The Stone Roses
Album Review
The Stone Roses
Album Review
The Jackson Pollock inspired cover by the guitarist John Squire depicts the lemons chewed on by French students to relieve them from tear gas in the 1968 revolution. The music also depicts a revolution. This 20th anniversary release of 'The Stone Roses'serves as a blurry polaroid of the cultural uprising in Manchester 1989. Its a time and place that will be mused upon by music historians and writers for the cultural zeitgiest that rushed forward in the form of glow sticks and pills. The pill popping 'Madchester' clubbers tore the gloomy walls of Thatcher's Britain with Day glo optimism. The Stone Roses infused the hard rock with chemical dreams of the screaming city. The grey reality of Manchester urbanity was pretty shit but it didn't matter because love is all conquering.
'I wanna be adored' ushers the listener in a way that still invokes excitement 20 years on. Mani's grooving bassline rises up from sonic lushness. John Squire pads out the with some aquatic chords. Reni's pulsing kick drums drives underneath and the crash of cymbals finally introduces Ian Brown's aloof vocals.
The warm rush of 'She bangs the drum' split the speakers with Joy. 'Waterfall' marks the albums drift into washed echoing chords and melodies until we hit the strange Elizabethan era interlude of 'Elizabeth my Dear'. The second half provides more of the same but with more muscle.

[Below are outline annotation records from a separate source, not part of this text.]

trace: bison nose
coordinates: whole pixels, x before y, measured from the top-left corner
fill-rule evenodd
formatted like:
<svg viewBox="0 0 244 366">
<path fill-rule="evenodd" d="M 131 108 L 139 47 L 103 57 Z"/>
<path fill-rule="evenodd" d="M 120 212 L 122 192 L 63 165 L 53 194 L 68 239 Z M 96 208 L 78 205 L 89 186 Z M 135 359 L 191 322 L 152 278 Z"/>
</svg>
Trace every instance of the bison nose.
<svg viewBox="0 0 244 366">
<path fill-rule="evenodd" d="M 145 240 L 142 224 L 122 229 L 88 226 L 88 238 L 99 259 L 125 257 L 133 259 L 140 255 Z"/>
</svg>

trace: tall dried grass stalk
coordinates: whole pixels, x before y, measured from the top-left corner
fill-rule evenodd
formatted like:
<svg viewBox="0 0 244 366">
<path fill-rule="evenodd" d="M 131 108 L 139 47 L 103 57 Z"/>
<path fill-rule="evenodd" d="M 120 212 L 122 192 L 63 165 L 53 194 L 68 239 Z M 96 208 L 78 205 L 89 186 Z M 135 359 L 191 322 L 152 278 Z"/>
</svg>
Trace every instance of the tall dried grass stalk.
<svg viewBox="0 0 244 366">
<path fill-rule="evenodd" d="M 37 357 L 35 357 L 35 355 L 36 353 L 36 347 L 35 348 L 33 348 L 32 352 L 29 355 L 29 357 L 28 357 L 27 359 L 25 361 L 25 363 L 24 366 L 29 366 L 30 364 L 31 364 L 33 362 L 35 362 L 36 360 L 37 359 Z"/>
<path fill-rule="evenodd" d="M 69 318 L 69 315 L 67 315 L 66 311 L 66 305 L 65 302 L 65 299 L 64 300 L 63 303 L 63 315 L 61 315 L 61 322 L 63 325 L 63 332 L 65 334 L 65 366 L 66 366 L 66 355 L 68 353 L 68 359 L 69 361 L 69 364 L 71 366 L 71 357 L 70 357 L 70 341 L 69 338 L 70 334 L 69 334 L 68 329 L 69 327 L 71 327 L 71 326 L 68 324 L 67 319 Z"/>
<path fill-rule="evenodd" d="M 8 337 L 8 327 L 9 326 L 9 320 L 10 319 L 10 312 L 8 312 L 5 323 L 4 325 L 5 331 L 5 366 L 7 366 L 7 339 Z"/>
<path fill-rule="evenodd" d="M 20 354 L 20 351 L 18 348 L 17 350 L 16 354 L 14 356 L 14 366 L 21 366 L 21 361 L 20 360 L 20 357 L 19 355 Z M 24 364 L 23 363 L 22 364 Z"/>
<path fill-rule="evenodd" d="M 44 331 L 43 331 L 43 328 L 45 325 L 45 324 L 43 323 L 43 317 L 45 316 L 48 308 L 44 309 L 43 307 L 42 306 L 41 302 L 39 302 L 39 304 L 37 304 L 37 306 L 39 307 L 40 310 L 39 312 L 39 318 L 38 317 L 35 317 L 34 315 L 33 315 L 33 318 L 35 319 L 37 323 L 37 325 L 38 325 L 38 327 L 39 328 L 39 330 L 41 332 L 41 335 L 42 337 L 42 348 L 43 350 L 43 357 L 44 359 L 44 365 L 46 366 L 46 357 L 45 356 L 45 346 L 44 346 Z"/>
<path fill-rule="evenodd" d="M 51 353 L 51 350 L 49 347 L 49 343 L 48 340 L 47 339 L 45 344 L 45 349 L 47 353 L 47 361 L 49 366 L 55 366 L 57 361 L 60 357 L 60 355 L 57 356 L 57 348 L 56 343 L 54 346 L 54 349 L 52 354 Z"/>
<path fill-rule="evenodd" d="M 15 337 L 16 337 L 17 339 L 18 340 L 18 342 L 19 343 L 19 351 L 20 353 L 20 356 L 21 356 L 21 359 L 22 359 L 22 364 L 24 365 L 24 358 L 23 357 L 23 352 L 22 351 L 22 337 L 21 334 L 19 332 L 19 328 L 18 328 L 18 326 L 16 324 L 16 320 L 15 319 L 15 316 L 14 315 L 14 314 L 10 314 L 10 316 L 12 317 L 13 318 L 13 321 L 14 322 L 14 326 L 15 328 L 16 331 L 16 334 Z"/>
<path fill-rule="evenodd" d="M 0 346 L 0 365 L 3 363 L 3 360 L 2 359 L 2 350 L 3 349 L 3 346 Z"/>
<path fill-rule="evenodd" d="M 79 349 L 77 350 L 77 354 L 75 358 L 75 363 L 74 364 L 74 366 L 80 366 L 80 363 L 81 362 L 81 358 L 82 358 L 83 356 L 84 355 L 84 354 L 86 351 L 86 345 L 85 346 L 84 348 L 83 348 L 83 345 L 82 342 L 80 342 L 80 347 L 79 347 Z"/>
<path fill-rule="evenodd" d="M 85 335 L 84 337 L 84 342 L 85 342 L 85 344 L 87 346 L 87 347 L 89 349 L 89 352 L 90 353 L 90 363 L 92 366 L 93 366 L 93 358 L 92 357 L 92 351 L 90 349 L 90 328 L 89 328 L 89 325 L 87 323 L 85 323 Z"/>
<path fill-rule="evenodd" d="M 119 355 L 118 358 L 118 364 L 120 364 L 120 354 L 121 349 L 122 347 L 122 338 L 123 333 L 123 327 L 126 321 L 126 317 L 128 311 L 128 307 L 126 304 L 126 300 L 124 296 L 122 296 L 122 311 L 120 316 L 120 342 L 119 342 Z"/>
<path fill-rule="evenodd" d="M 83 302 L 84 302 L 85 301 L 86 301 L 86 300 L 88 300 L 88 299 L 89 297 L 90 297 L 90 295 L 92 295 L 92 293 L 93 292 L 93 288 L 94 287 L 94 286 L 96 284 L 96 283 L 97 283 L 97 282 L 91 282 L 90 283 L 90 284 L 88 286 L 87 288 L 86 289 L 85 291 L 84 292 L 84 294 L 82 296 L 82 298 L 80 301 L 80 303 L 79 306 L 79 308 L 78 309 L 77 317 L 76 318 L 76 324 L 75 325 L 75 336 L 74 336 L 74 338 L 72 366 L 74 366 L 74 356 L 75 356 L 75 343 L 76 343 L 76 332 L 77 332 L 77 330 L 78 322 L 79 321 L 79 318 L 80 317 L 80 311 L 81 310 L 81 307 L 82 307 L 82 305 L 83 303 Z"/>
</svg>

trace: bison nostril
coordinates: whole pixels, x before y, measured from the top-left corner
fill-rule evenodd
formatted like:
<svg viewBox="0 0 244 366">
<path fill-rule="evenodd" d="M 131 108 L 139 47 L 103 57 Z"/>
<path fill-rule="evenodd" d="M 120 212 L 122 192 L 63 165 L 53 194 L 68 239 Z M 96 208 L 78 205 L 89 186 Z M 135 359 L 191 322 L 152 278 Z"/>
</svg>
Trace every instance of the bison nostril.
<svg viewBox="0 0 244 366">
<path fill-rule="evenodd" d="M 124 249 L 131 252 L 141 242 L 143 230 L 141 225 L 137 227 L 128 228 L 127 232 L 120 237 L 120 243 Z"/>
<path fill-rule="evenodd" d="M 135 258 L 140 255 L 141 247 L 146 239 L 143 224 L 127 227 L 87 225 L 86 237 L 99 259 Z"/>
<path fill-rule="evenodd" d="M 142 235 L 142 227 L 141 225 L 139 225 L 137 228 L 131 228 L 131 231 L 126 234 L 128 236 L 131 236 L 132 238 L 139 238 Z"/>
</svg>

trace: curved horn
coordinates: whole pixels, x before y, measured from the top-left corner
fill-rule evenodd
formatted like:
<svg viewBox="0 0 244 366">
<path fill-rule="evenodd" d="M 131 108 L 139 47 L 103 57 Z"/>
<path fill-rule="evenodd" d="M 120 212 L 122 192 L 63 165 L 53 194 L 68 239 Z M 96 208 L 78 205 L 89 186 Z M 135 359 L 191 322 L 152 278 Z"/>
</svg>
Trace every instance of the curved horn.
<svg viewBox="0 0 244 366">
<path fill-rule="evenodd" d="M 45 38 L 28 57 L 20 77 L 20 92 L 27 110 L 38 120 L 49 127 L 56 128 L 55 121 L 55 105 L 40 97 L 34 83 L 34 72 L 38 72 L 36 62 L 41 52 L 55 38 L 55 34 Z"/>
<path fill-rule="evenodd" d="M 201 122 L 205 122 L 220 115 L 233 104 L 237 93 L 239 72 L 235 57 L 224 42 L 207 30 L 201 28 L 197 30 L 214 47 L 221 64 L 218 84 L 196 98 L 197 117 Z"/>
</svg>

The aptly titled 'Made of Stone' is a breeze block of Indie perfection. 'This is the one' provides an emphatic call to embrace the unfolding new decade as a new era. 'I am the resurrection' finishes the album stronger than it opened. The whole song breaks into a funky backbeat that snakes and writhes with Squire lashing power riff after power riff until the beast rears up and falls gracefully forward.
With the new rave kids of today glorifying the class of '89, this album will certainly take on new meaning for a different generation. And with all great art it may be play a part in inspiring another revolution.